Before getting into the substance of these issues, I should perhaps make one comment about where I’m coming from. I’m not against business, or profits, or becoming wealthy. I have no
problem with people becoming billionaires—if they got there by winning a fair race, if their accomplishments merit it, if they pay their fair share of taxes, and if they don’t corrupt
their society. The people who founded Intel became very rich—and that’s great. They got PhDs in physics. They worked very hard. They treated their employees fairly. And they gave us a
thousand times more than they took. Within a decade of its being founded, Intel invented microprocessors and the three most important forms of semiconductor memory. One of Intel’s
founders—Robert Noyce, whom I once had the honour to meet—
personally
coinvented the integrated circuit. I have no problem at all with the fact that Bob Noyce, Gordon Moore, and
Andy Grove made a lot of money. Same for Larry Ellison at Oracle, Steve Jobs and Steve Wozniak of Apple, the founders of Google, eBay, Craigslist, Amazon, and Genentech, and, for that matter, the
famed investor Warren Buffett.

But that’s not how most of the people mentioned in this book became wealthy. Most of them became wealthy by being well connected and crooked. And they are creating a society in which they
can commit hugely damaging economic crimes with impunity, and in which only children of the wealthy have the opportunity to become successful.

That’s
what I have a problem with. And I think most people agree with me.

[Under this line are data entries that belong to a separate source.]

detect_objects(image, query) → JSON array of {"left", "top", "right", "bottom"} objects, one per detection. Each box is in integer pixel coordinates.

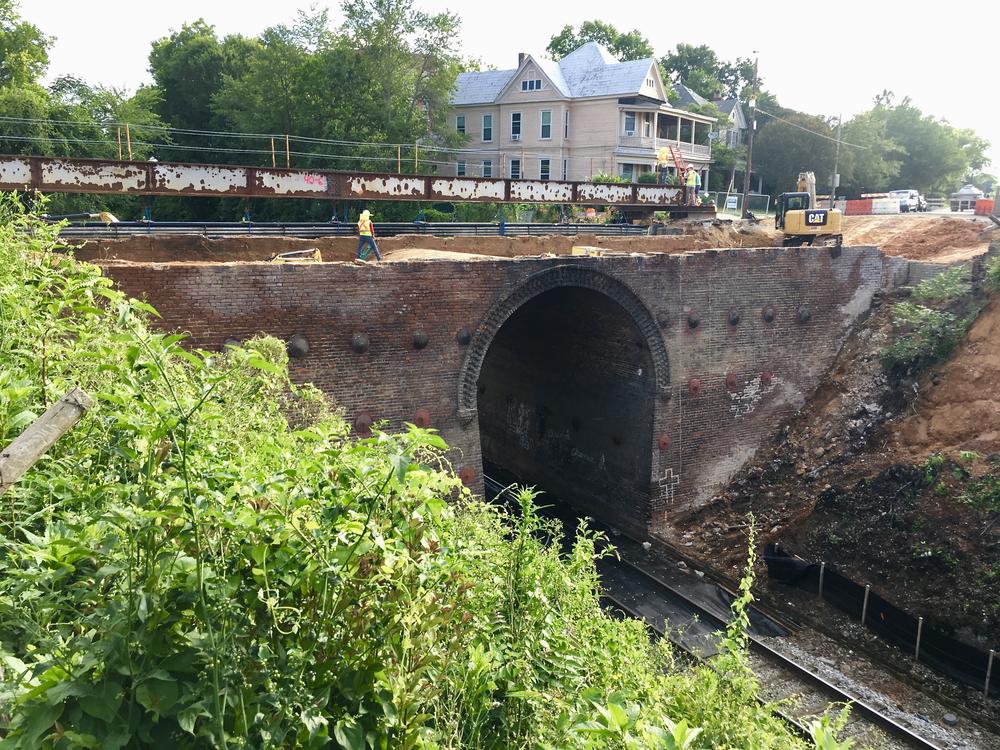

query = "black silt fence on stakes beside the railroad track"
[{"left": 764, "top": 544, "right": 1000, "bottom": 696}]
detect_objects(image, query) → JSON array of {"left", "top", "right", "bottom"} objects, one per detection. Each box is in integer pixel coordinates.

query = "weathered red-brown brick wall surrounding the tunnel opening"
[{"left": 105, "top": 247, "right": 883, "bottom": 533}]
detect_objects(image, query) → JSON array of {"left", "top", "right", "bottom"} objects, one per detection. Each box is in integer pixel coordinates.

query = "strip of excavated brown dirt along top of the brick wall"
[{"left": 76, "top": 224, "right": 775, "bottom": 263}]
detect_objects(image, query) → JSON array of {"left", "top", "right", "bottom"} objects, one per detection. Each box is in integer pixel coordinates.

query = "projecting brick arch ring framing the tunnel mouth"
[{"left": 458, "top": 265, "right": 670, "bottom": 426}]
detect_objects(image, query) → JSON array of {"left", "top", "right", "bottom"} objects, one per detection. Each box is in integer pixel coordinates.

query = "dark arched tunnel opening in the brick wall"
[{"left": 478, "top": 287, "right": 656, "bottom": 530}]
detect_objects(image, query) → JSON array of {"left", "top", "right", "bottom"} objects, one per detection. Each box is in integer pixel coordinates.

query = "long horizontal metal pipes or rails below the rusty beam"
[{"left": 52, "top": 221, "right": 649, "bottom": 239}]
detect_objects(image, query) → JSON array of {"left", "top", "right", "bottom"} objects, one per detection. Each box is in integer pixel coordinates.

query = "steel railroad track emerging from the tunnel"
[{"left": 484, "top": 477, "right": 941, "bottom": 750}]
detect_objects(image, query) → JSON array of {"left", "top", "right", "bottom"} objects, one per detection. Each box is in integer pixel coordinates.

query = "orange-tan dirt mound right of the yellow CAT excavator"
[{"left": 844, "top": 214, "right": 993, "bottom": 261}]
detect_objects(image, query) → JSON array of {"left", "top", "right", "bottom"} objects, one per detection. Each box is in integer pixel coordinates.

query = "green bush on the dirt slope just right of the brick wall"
[{"left": 882, "top": 302, "right": 971, "bottom": 373}]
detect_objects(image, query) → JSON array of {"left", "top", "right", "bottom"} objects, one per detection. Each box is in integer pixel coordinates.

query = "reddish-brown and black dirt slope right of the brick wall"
[{"left": 678, "top": 276, "right": 1000, "bottom": 646}]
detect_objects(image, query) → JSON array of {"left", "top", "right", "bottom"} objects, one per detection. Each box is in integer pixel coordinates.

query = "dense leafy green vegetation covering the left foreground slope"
[{"left": 0, "top": 199, "right": 830, "bottom": 750}]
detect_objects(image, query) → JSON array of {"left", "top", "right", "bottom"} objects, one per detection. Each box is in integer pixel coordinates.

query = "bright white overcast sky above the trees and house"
[{"left": 21, "top": 0, "right": 1000, "bottom": 172}]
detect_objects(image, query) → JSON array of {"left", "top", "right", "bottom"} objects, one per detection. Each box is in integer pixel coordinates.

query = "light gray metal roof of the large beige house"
[{"left": 452, "top": 42, "right": 654, "bottom": 105}]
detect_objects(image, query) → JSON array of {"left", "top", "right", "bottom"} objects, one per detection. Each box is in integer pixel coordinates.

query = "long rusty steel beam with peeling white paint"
[{"left": 0, "top": 155, "right": 685, "bottom": 208}]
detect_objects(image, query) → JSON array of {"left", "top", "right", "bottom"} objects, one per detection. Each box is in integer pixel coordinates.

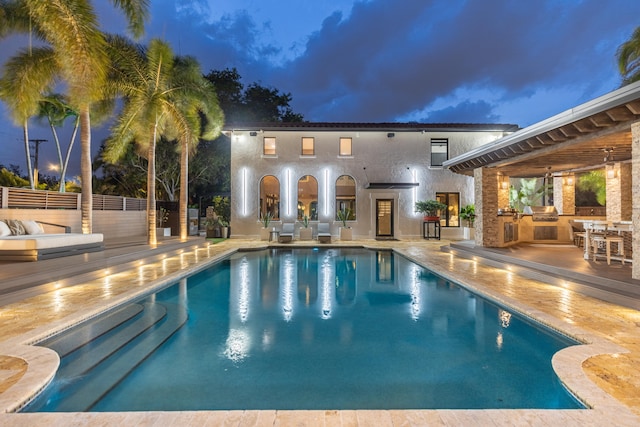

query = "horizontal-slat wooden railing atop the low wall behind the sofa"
[{"left": 0, "top": 187, "right": 147, "bottom": 211}]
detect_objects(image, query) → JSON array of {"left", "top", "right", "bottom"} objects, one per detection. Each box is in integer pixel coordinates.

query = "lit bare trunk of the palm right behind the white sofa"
[{"left": 80, "top": 107, "right": 93, "bottom": 234}]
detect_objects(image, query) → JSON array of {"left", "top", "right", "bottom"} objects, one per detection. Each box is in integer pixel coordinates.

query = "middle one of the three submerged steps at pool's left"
[{"left": 58, "top": 303, "right": 167, "bottom": 378}]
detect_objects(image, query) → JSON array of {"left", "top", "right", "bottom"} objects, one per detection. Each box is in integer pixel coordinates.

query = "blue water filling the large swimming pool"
[{"left": 26, "top": 248, "right": 583, "bottom": 411}]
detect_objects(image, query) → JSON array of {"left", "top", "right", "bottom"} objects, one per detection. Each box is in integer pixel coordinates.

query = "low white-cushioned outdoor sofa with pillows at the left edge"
[{"left": 0, "top": 219, "right": 104, "bottom": 261}]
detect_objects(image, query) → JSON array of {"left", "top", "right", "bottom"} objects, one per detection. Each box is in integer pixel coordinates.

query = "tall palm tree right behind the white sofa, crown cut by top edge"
[{"left": 0, "top": 0, "right": 149, "bottom": 233}]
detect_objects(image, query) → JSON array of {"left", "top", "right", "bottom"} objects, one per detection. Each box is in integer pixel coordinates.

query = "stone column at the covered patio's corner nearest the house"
[{"left": 473, "top": 168, "right": 509, "bottom": 248}]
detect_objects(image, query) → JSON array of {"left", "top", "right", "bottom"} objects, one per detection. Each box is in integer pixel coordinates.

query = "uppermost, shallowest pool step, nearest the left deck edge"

The View from the Bottom 99 Percent

THE 2008 FINANCIAL
crisis was the worst global economic setback since the Great Depression. In 2007, when the financial bubble ended, US economic growth
slipped to an anaemic 1.9 percent. In 2008 the nation’s GNP actually declined 0.3 percent—followed by a decline of 3.5
percent in 2009. The year 2010 finally saw a
“recovery” for the US, with 3 percent GNP growth. But this hasn’t helped much. The recovery on both sides of the Atlantic has been weak and nearly jobless; in the US, GNP growth
was achieved largely through investments in technology, not by hiring people, and in the UK, growth never even reached that height.